India's state-run Hindustan Petroleum Corporation Ltd (HPCL) announced it is expanding its lubricants business in India's neighbourhood. After launching its lubricants in Myanmar last month, India's third-largest fuel retailer (after Indian Oil (IOCL) and Bharat Petroleum (BPCL)) is working on marketing its lubricants in Nepal and Bhutan as well as looking at resuming sales in Bangladesh soon, according to the Times Of India.
"We are the largest lubricants marketer (including base oil) in India. We are now looking at markets beyond the country's boundaries to sell finished products as they bring more value," HPCL chairman and managing director M K Surana told the Times Of India. Lubes account for nearly a quarter of the company's profit.
HPCL operates a lube base oil plant, the country's largest, in Mumbai with a capacity to produce up to 9,400 barrels per day, consisting of 4,900 bpd of Group I base oil, 4,000 bpd of Group II base oil and 500 bpd of Group III base oil.
"We supply base oil for many major brands in the Indian market. We want to run our lubes refinery at the brim.

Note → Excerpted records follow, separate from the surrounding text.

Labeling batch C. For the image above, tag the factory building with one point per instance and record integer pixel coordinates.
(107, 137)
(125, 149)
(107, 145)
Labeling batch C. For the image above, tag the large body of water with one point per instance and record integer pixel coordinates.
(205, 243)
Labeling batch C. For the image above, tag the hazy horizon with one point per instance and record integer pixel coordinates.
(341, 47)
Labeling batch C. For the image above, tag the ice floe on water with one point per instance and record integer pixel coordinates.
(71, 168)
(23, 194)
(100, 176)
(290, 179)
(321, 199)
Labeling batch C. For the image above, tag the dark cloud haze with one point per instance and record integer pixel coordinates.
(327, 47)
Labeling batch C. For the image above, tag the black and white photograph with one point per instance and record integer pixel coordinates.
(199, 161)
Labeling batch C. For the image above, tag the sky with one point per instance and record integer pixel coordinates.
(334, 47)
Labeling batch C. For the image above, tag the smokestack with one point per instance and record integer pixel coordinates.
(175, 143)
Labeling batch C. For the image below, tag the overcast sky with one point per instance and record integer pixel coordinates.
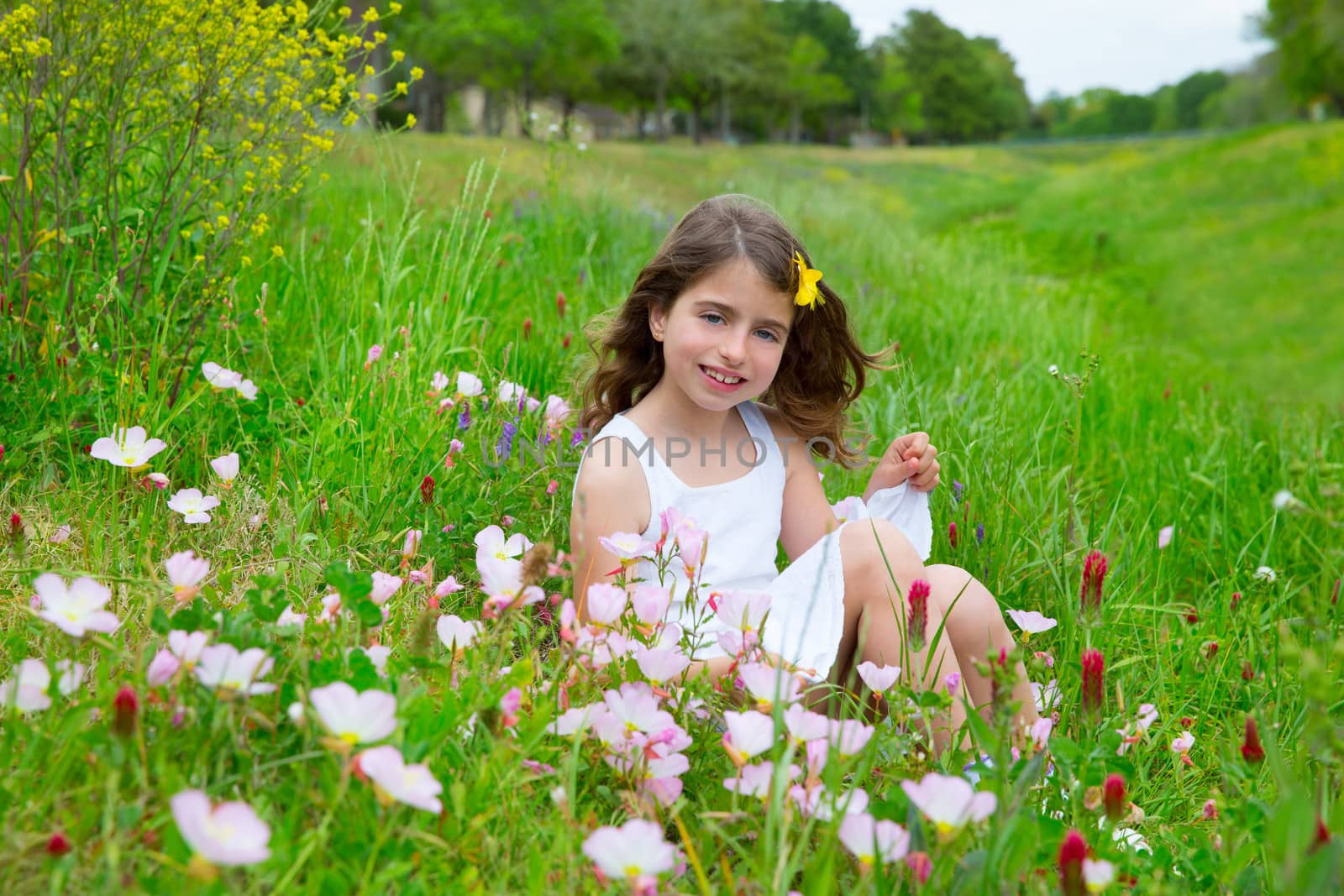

We are looking at expanding the market for products which is more profitable than selling base oil," Surana said.
Director (marketing) S Jeyakrishnan said HPCL is going on its own in the new markets instead of tying up with local partners. "We are appointing dealers through advertisements taken out in consultation with our embassies," he said.
The company reported a net profit of Rs 1,735 crore (US$266.4 million) in the second quarter, marking a 147% increase over the previous corresponding period. Gross sales increased to Rs 54,153 crore from Rs 47,750 crore in the same period last year.